Die Stadtteilgruppe der FDP spricht von einem „skandalösen Vorgehen“. Sie fordert Transparenz vom Stadtschulamt und den sofortigen Verfahrensstopp. Ortsvorsteherin Karin Guder spricht von der Verdrängung einer Anbieterin, die nicht nur frisch koche, sondern auch qualitativ gute Arbeit leiste. „Sie geht flexibel auf Bedürfnisse der Schulgemeinde ein“, sagt die Grünen-Politikerin. Sie verweist darauf, dass Cantina Buen Barrio frisch vor Ort koche, und mit Sodexo durch einen Großcaterer ersetzt würde, „der die Schulen von 55 Produktionsstandorten aus beliefert.“

Sodexo kann die Aufregung nicht verstehen. Den Zuschlag erhielt die Firma noch nicht, die Vertragsunterzeichnung ist für den 3. April geplant. „Das Frischküchen-Konzept ist ein wesentlicher Baustein der Verpflegung an der IGS“, sagt Sprecher George Wyrwoll. „Wir überzeugen durch Speisen nach Vorgaben und Standards der Deutschen Gesellschaft für Ernährung und gewährleisten eine ernährungsphysiologisch optimal ausgewogene Menüfolge.“

Man werde die IGS Nordend nicht beliefern, sagte er, sondern vor Ort mit einem Team kochen – mit regionalen Produkten. „Darüber hinaus gehen wir soweit wie möglich auf individuelle Wünsche und regionale Gewohnheiten ein.“ Laut Wyrwoll wird schon an einigen Frankfurter Schulen vor Ort frisch gekocht, etwa an der Albert Schweitzer-, der Marie-Curie- und der Dahlmann-Schule.

Eltern kündigten bereits einen Boykott an, sollte das Stadtschulamt an seiner Entscheidung mit Sodexo festhalten. Sie wollen in dem Fall eine eigene Verpflegung organisieren. An anderen Schulen führte diese Art des Protests bereits zum Erfolg. Kritik gab es an Sodexo, die bis 2014 auch etliche Kitas in Frankfurt versorgte, bundesweit immer wieder. 2012 erkrankten mehr als 11 000 Kinder und Betreuer an verseuchten Tiefkühl-Erdbeeren aus China.

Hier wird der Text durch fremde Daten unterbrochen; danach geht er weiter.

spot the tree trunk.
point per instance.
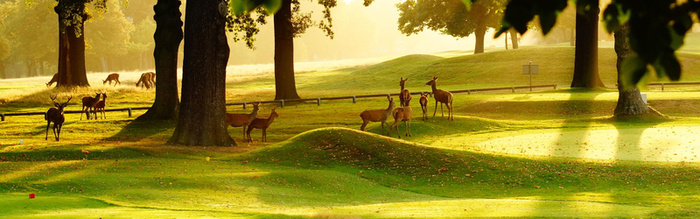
(71, 45)
(514, 38)
(285, 84)
(202, 111)
(629, 102)
(479, 34)
(167, 37)
(586, 60)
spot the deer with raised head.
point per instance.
(443, 97)
(145, 80)
(402, 114)
(263, 124)
(379, 115)
(112, 77)
(405, 95)
(89, 105)
(100, 106)
(424, 104)
(242, 119)
(54, 79)
(55, 115)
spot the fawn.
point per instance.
(405, 95)
(443, 97)
(100, 106)
(379, 115)
(89, 105)
(242, 119)
(263, 124)
(424, 104)
(55, 115)
(402, 114)
(112, 77)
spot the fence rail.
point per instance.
(318, 100)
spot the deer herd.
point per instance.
(249, 121)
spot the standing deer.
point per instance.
(112, 77)
(263, 124)
(424, 105)
(54, 79)
(242, 119)
(89, 105)
(405, 95)
(55, 115)
(145, 80)
(402, 114)
(444, 97)
(379, 115)
(100, 106)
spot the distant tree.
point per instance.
(168, 36)
(451, 17)
(289, 22)
(203, 105)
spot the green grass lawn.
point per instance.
(549, 153)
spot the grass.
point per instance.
(540, 154)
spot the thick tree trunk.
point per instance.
(202, 111)
(630, 100)
(479, 33)
(285, 84)
(167, 38)
(514, 38)
(71, 45)
(586, 60)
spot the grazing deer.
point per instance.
(263, 124)
(444, 97)
(242, 119)
(402, 114)
(145, 80)
(55, 115)
(424, 104)
(100, 106)
(112, 77)
(405, 95)
(379, 115)
(89, 105)
(54, 79)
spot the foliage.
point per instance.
(669, 21)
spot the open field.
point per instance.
(549, 153)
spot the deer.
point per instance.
(263, 124)
(402, 114)
(55, 115)
(424, 105)
(405, 95)
(100, 106)
(379, 115)
(145, 80)
(443, 97)
(89, 104)
(242, 119)
(54, 79)
(112, 77)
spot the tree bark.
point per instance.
(167, 37)
(514, 38)
(71, 45)
(586, 60)
(285, 84)
(629, 102)
(202, 111)
(479, 33)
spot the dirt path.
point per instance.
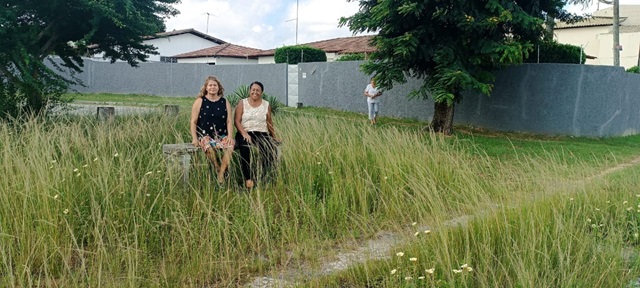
(380, 246)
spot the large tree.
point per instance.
(453, 45)
(32, 30)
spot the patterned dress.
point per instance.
(212, 120)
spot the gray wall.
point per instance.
(172, 79)
(566, 99)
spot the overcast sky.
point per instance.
(263, 24)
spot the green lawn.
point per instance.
(94, 204)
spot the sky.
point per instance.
(264, 24)
(268, 24)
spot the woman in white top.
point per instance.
(372, 93)
(255, 128)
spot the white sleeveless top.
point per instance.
(254, 118)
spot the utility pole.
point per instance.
(207, 30)
(297, 6)
(616, 33)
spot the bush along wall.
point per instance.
(554, 52)
(299, 54)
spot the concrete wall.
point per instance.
(174, 79)
(565, 99)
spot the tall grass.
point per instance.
(88, 203)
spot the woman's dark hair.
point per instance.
(257, 83)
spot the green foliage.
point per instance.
(32, 31)
(454, 46)
(243, 92)
(554, 52)
(352, 57)
(299, 54)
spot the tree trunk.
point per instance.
(442, 118)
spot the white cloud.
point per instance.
(263, 23)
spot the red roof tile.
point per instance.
(344, 45)
(224, 50)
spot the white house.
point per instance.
(224, 54)
(334, 48)
(176, 42)
(235, 54)
(596, 37)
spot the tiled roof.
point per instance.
(344, 45)
(186, 31)
(224, 50)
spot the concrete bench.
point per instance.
(180, 155)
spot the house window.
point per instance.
(168, 59)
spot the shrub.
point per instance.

Obwohl derzeit Osterferien sind – die Schule vermutet gar, wegen des vom Stadtschulamt befürchteten Protests deshalb erst am Donnerstag informiert worden zu sein – machen dieSchüler mobil. Sie hatten am Freitag ihre Schule mit Postern plakatiert und in den sozialen Netzwerken unter den Hashtags #MensaRetten und #IGSfürgutesEssen Fotos gepostet.

Unterstützung gibt es nicht nur von direkt Beteiligten. Daniel Wolf ist Lehrer einer Förderschule: „Ich weiß, wie wichtig es ist, dass Schüler täglich erleben können, wie ein gutes Essen hergestellt wird“, sagt er. Nur dadurch könne ein achtsamer Umgang mit der Natur gelernt werden.